All’inizio, il fascismo italiano promosse una variante del mediterraneismo che, come il ceppo del mediterraneismo di Sergi, riteneva che i popoli e le culture mediterranee condividessero un comune legame storico e culturale. Inizialmente, questa variante evitava per lo più connotazioni razziali esplicite; i suoi seguaci spesso rifiutavano il razzismo biologico e sottolineavano invece l’importanza degli aspetti culturali piuttosto che di quelli razziali dei popoli mediterranei. Implicitamente, tuttavia, questa forma di mediterraneismo poneva la razza mediterranea e le culture mediterranee come superiori ai gruppi europei nord-occidentali e “nordici”, compresi i popoli dell’Europa nord-occidentale, germanici e nordici. Questa forma “difensiva” di mediterraneismo nacque soprattutto come risposta alla teoria allora popolare del nordicismo, una teoria razziale popolare all’epoca tra i teorici razziali dell’Europa nord-occidentale e germanica, così come i teorici razziali di discendenza europea nord-occidentale in paesi come gli Stati Uniti, che vedevano i popoli non nordici, compresi alcuni italiani e altri popoli mediterranei, come razzialmente subordinati ai popoli nordici, ariani o germanici.
In un discorso del 1921 a Bologna, Benito Mussolini affermò che “il fascismo è nato… da un profondo, perenne bisogno di questa nostra razza ariana e mediterranea”.:11 In questo discorso Mussolini si riferiva agli italiani come al ramo mediterraneo della razza ariana indoeuropea, nel senso di persone di eredità indoeuropea piuttosto che nel più famoso senso nordico che fu promosso dai nazisti.:39 Il fascismo italiano sottolineava che la razza era legata da basi spirituali e culturali, e identificava una gerarchia razziale basata su fattori spirituali e culturali.:39 Mussolini rifiutava esplicitamente la nozione che esistessero razze biologicamente “pure” nei tempi moderni.

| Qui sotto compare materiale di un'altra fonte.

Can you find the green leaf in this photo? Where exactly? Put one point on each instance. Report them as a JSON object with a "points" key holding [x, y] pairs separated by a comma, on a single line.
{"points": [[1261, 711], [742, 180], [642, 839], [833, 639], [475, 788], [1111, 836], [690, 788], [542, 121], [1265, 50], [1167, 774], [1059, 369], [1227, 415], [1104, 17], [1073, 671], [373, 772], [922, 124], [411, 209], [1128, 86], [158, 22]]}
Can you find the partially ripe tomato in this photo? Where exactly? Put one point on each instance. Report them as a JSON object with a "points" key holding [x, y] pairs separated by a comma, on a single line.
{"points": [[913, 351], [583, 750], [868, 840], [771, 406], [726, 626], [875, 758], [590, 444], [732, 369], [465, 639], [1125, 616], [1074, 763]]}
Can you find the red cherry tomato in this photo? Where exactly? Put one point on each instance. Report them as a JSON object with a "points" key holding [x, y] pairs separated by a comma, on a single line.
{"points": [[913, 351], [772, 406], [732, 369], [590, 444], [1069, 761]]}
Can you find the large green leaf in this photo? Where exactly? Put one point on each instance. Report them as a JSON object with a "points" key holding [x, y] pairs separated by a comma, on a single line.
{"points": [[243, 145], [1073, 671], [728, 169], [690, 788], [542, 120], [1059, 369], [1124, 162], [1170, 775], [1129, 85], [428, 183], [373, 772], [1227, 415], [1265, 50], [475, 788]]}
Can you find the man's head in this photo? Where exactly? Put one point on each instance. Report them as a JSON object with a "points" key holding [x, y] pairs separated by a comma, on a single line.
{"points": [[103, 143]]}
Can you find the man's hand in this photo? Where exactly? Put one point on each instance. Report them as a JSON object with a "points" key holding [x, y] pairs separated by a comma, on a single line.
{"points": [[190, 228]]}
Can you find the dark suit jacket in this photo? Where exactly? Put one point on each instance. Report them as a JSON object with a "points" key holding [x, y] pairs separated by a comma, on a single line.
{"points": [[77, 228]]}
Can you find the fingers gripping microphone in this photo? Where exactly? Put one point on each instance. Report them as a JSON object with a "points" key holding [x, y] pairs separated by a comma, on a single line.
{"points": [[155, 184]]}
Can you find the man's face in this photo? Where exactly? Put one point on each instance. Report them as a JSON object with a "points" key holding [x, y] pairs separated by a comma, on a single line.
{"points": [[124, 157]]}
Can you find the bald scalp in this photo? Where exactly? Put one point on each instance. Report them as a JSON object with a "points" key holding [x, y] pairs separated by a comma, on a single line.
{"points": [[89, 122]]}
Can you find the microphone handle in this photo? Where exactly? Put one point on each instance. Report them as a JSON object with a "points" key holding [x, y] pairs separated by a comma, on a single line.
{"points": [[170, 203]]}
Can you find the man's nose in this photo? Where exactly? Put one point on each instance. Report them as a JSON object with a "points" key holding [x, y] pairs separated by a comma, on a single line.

Il fascismo italiano rifiutava fortemente la concezione nordista e nazista della razza ariana che idealizzava gli ariani “puri” come aventi certi tratti fisici che venivano definiti nordici come la pelle chiara, o i capelli biondi, tratti non comuni tra i popoli mediterranei e italiani e i membri spesso dalla pelle olivastra della cosiddetta “razza mediterranea”.”:188 L’antipatia di Mussolini e di altri fascisti italiani verso il nordicismo era dovuta all’esistenza di tali teorie da parte di nordici tedeschi e anglosassoni che consideravano i popoli mediterranei come razzialmente degenerati.Sia il nordicismo che il razzismo biologico erano spesso considerati incompatibili con la filosofia fascista italiana dell’epoca; il nordicismo subordinava intrinsecamente gli italiani e gli altri popoli mediterranei al di sotto dei tedeschi e degli europei nord-occidentali nella gerarchia razziale proposta, e i primi fascisti italiani, compreso Mussolini, spesso consideravano la razza come un’invenzione culturale e politica piuttosto che una realtà biologica o vedevano la razza fisica come qualcosa che poteva essere superato attraverso la cultura. In un discorso tenuto a Bari nel 1934, Mussolini ribadì il suo atteggiamento verso il nordismo: “Trenta secoli di storia ci permettono di guardare con suprema pietà a certe dottrine che sono predicate al di là delle Alpi dai discendenti di coloro che erano analfabeti quando Roma aveva Cesare, Virgilio e Augusto”.
Influenza tedesca nazista e mediterraneismo “nordista”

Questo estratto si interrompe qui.